Gaddafi was released late Saturday, according to the Abu Bakr al-Siddiq Battalion, a militia in control of Zintan, which lies in the hills southwest of the capital Tripoli. The group is loyal to General Khalifa Haftar's Libyan National Army. United States Marine Corp General Thomas Waldhauser, the commander of U.S. Africa Command, has accused Haftar of being backed by the Russian Federation.
A senior official from the brigade told France 24 in March that Gaddafi will likely play a large role in the country's future.
Saif al-Islam, who is 44 years old, gained prominence as a high-ranking official and spokesman during the NATO-backed insurgency against the Libyan Arab Jamahiriya. During the clashes, Gaddafi spoke to the press frequently, flexing his fluent English-language skills when speaking to Western media outlets and speaking defiantly against the concerted attempt to topple the government his father led.
An alleged “humanitarian intervention” of limited scope meant to ostensibly protect anti-government protesters and armed groups, the campaign rapidly became a “regime change” effort that led to the dramatic downfall of Muammar Gaddafi and Libya's plunge into all-out civil war, anti-Black ethnic cleansing and the transformation of the North African country into a base for various transnational extremist factions such as al-Qaida, the Islamic State group and the Libyan Islamic Fighting group.
“Everyone wants to become a Sheikh and an Emir, we are not Egypt or Tunisia so we are in front of a major challenge,” Saif al-Islam said in February 2011, as the government was crumbling. “There will be a war and no future ... Remember my words. 200 billion dollars of projects are now underway, they won't be finished.”
“You can say we want democracy and rights, we can talk about it, we should have talked about it before,” he added. “Instead of crying over 200 deaths we will cry over hundreds of thousands of deaths. You will all leave Libya, there will be nothing here. There will be no bread in Libya, it will be more expensive than gold.”
“Be ready for a new colonial period from American and Britain,” Gaddafi added prophetically.
Saif al-Islam was captured by the Zintan rebels in November 2011 while attempting to flee to Nigeria after opposition forces captured Tripoli. While he was sentenced to death in July 2015 in a mass trial for officials in the toppled government founded by his father, he was later relieved of the sentence in the general amnesty that was subsequently passed.
Gaddafi is wanted by the International Criminal Court for his alleged involvement in the killing of protesters.
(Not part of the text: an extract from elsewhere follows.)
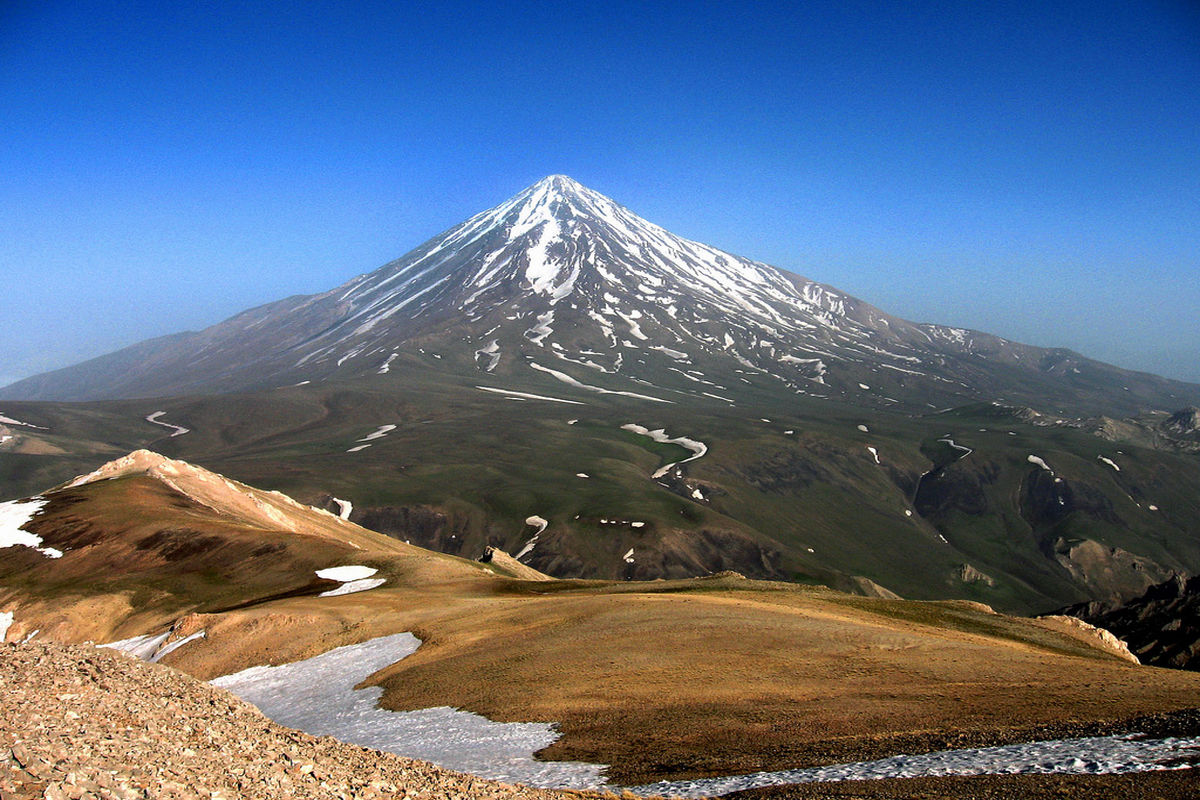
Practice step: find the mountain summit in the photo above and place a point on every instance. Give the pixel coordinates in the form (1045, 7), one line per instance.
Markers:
(564, 288)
The court has largely been discredited across the African continent as a neocolonial tool of Western capitals. Last October, Gambia's Information Minister Sheriff Bojang noted that the ICC is, “in fact, an International Caucasian Court for the persecution and humiliation of people of color, especially Africans.”
Last month, pan-Arab English newspaper Al-Araby Al-Jadeed reported that Saif al-Islam narrowly survived an attempt on his life, when gunmen allegedly confronted authorities at a prison where he was being held and demanded the reinstatement of the death penalty.
Libya has been mired in chaos and all-sided conflict since the fall of the Gadaffi government, as sundry groups of armed brigands and Islamic extremists, backed by a range of foreign forces, have sought to establish fiefdoms in the face of eroded central authority. The partition and carve-up of Libya and its end as a unified state has long been discussed as a remedy to the ongoing violence and instability in the country.